CGenFF Program

Background

The CHARMM General Force Field (CGenFF) covers a wide range of chemical groups present in biomolecules and drug-like molecules, including a large number of heterocyclic scaffolds [3]. The parametrization philosophy behind the force field focuses on quality at the expense of transferability, with the implementation concentrating on an extensible force field.

The CGenFF program uses the CHARMM additive potential energy function to calculate the energy as a function of the Cartesian coordinates of the system, as shown below.

\[\begin{split}& \mathrm{Bonded Terms} \\ & \sum_\mathrm{bonds} K_b (b - b_0)^2 + \sum_\mathrm{angles} K_\theta (\theta - \theta_0)^2 + \sum_\mathrm{dihedrals} K_\phi (1 + \cos (n \phi - \delta)) \\ &+ \sum_\mathrm{improper} K_\psi (\psi - \psi_0)^2 + \sum_\mathrm{Urey-Bradley} K_\mathrm{UB} (r_{1,3} - r_{1,3;0})^2\end{split}\]
\[\begin{split}& \mathrm{Nonbonded Terms} \\ & \sum_\mathrm{nonbonded} \frac{q_i q_j}{4\pi D r_{ij}} + \epsilon_{ij} \left[ \left( \frac{R_{\mathrm{min},ij}}{r_{ij}} \right)^{12} - 2 \left( \frac{R_{\mathrm{min},ij}}{r_{ij}} \right)^6 \right]\end{split}\]

The bonded portion of the potential energy function consists of terms for the bonds, valence angles, torsion or dihedral angles, improper dihedral angles, and a Urey-Bradley term, where \(b_0\), \(\theta_0\), \(\phi_0\), and \(r_{1,3;0}\), respectively, are the bond, angle, improper and Urey-Bradley equilibrium values, the \(K\)’s are the corresponding force constants, and \(n\) and \(\delta\) are the dihedral multiplicity and phase.

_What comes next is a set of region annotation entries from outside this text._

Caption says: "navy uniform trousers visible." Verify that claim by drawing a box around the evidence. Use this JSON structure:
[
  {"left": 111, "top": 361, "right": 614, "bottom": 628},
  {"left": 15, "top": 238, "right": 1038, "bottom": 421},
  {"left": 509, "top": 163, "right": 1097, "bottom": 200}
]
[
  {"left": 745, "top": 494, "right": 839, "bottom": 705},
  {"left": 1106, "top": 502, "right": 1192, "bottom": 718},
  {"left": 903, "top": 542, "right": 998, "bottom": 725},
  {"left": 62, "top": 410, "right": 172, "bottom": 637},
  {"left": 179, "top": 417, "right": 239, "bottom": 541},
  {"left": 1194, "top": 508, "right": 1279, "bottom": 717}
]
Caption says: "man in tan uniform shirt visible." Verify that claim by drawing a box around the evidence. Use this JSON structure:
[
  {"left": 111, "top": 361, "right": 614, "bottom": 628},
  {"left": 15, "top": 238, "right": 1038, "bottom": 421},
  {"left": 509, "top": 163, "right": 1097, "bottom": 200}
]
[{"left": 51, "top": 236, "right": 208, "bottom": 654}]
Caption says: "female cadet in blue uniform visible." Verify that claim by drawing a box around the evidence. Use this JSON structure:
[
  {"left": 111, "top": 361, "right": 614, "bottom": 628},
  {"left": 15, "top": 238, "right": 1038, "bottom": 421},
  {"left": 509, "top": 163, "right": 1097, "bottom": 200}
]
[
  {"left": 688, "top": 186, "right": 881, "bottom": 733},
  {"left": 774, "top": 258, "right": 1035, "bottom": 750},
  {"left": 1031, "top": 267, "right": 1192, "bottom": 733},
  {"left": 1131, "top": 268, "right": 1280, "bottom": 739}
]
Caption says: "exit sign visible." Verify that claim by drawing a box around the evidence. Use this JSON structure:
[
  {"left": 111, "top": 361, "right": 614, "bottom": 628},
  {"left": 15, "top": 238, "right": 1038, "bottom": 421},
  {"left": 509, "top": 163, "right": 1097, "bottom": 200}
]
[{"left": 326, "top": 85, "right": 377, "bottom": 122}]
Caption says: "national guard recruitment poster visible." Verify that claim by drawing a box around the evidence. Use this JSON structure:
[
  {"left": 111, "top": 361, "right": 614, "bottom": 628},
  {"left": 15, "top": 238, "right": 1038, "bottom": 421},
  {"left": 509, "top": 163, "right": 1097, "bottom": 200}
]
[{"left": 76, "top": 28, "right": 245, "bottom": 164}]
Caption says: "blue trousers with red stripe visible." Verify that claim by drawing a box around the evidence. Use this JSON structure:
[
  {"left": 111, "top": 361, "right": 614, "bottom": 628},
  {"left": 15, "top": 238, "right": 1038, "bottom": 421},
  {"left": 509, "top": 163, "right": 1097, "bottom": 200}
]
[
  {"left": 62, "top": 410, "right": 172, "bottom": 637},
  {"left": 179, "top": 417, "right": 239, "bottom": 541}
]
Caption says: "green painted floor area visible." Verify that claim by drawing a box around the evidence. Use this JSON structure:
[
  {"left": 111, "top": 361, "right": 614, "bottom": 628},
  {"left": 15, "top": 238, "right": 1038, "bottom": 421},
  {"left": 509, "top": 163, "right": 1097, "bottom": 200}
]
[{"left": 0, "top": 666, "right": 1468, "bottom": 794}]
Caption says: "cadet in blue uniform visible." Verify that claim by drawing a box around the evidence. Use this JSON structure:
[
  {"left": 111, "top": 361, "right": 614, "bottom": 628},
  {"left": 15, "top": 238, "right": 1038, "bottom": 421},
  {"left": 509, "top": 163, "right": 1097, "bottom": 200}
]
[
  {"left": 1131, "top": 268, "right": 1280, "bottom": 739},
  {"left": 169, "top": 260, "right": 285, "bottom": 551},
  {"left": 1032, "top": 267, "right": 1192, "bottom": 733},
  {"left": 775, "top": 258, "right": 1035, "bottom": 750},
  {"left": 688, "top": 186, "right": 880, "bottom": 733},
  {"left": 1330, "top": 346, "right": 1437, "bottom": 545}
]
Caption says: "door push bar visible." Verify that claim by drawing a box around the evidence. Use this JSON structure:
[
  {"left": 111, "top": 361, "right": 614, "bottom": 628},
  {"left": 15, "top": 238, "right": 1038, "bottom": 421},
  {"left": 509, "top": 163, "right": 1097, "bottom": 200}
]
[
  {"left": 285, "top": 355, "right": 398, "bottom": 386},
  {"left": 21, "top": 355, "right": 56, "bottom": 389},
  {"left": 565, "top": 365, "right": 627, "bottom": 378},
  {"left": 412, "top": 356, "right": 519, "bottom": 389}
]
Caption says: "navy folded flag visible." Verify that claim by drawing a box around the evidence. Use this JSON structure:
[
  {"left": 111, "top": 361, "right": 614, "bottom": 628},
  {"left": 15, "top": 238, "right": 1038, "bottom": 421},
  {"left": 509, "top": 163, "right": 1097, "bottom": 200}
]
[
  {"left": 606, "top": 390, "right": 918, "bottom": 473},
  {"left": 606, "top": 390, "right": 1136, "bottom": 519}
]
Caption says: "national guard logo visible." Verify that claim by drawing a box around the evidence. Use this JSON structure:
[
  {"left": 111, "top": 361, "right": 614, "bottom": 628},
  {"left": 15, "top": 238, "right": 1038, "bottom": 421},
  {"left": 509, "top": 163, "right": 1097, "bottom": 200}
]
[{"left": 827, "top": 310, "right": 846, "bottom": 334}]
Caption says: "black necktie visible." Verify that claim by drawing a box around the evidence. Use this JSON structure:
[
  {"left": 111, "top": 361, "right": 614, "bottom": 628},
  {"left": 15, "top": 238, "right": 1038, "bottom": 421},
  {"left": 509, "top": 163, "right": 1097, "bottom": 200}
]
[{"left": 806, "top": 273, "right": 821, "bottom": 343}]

The nonbonded portion consists of an electrostatic term, with \(q_i\) and \(q_j\) being the respective partial atomic charges on atoms \(i\) and \(j\), and a van der Waals (vdW) term, which is treated by the Lennard-Jones (LJ) 6-12 potential in which \(\epsilon_{ij}\) is the well depth, \(R_{\mathrm{min},ij}\) is the radius, and \(r_{ij}\) is the distance between atoms \(i\) and \(j\).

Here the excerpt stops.